Those of you who were around last year may remember iFutures. For those who need a reminder, however, iFutures is a one-day conference for PhD researchers in the information science community, organised by students in the Information School at the University of Sheffield. Last year, the conference was held to mark the 50th anniversary of the founding of the University’s Information Studies department, but this time around, we’re looking into the theme of "Research into Practice".
The plan is to interpret this theme in two ways. The first is to try and provide an opportunity for students to introduce their work and the ways in which it can potentially impact on society; while the second is to offer a forum for discussions about the practical steps young researchers can take to maximise the impact of their work, and to engage effectively with the world beyond academia.

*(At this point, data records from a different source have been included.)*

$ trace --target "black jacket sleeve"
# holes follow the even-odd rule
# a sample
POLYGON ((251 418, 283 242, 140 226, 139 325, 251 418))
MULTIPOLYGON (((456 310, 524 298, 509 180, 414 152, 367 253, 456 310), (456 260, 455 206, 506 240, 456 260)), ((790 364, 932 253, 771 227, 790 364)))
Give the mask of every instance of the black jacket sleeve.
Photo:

To support this second strand we plan to run two parallel interactive workshops.
- "Research Beyond Academia" (led by Sheila Webber) - will look at how to engage with industry as part of the research process, with a focus on how to identify research questions that are relevant and interesting to non-academic institutions, how to determine appropriate potential non-academic partners for grant proposals, and how to approach them and "sell" your new research ideas.
- "Disseminating your Research to Maximise Impact" (led by Dr. Paul Clough) - will explore interesting and innovative ways in which "new" researchers can disseminate their research beyond academia, and what strategies we can use to maximise the impact of our research on practice.

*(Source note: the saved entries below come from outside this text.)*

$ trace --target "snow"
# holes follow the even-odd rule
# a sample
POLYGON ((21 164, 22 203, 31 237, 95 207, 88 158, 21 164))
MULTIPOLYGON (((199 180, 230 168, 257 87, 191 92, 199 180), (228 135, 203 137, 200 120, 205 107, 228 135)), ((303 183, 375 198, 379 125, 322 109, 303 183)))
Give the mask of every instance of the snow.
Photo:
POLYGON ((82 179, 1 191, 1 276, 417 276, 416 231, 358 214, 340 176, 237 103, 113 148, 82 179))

As for the rest of the schedule, the programme will include keynote talks by two distinguished speakers - David Bawden (Professor of Information Science, City University) and Mounia Lalmas (Principal Research Scientist, Yahoo! Labs). There will also be papers presented by PhD students, and a lunchtime poster session. Finally the programme includes a repeat of last year's highly successful Pecha Kucha session. While nerve-wracking for presenters (just ask Dan and Simon), we hope the unconventional format (twenty slides each displayed for twenty seconds) will both entertain and stimulate discussion.